Is Jennifer Lawrence in Dumb and Dumber, or isn’t she?
This unusual casting controversy has been brewing for the past few days, ever since Peter Farrelly confirmed during a Dumber press event that the cameo Jennifer Lawrence was supposed to film for the comedy fell apart. "Jennifer was in Atlanta when we were working down there, doing The Hunger Games, and a couple times – because we’re friends with Woody Harrelson – we got together with them," he told us. "We talked about trying to work it in, but we weren’t able to do it."

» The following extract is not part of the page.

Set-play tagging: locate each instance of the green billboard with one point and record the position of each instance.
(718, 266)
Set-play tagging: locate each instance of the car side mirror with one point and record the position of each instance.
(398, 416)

Is that the end of the story? Not exactly. THR is going on record to say that Lawrence "shot the scene in Georgia last fall," but that the Oscar winner "retained the right to nix it if she didn't like it -- a right that she exercised." The trade admits that the Farrellys AND Lawrence’s camp deny that this happened. But they stand by the report.
What is happening? We think we know. But we’ll hide the explanation after the Dumb and Dumber trailer, because it talks openly about a scene late in Dumber, and some might view it as a spoiler.
OK, so, the scene in question is a flashback to an evening where young Lloyd (also played by Jim Carrey) sleeps with young Fraida Felcher, who was supposed to be played by Jennifer Lawrence. They are at some place called Oyster Swallow Cove, and Carrey says he wants to wear "protection." Then he puts a biking helmet on his head, and he makes out with young Fraida. Only, the scene in question reeks of a reshoot. We never see the face of the actress playing young Fraida in the film’s final cut. We can only see the back of her head, and the hair looks dark and long (not unlike Jennifer Lawrence’s cut in The Hunger Games).
What probably happened is that Lawrence filmed the scene, but changed her mind (for whatever reason). I can’t guess why. The scene isn’t wildly offensive. The film isn’t great, but it’s better than, say, House at the End of the Street. And exercising her veto power is a little diva-ish… which I don’t think fits Lawrence. She seems more than willing to roll with a bad joke in a sequel to a movie she claims to adore.
But when you see the scene in question in Dumb and Dumber, the way that it is staged and shot suggests that something funny went down. Not "funny ha ha," but "funny strange."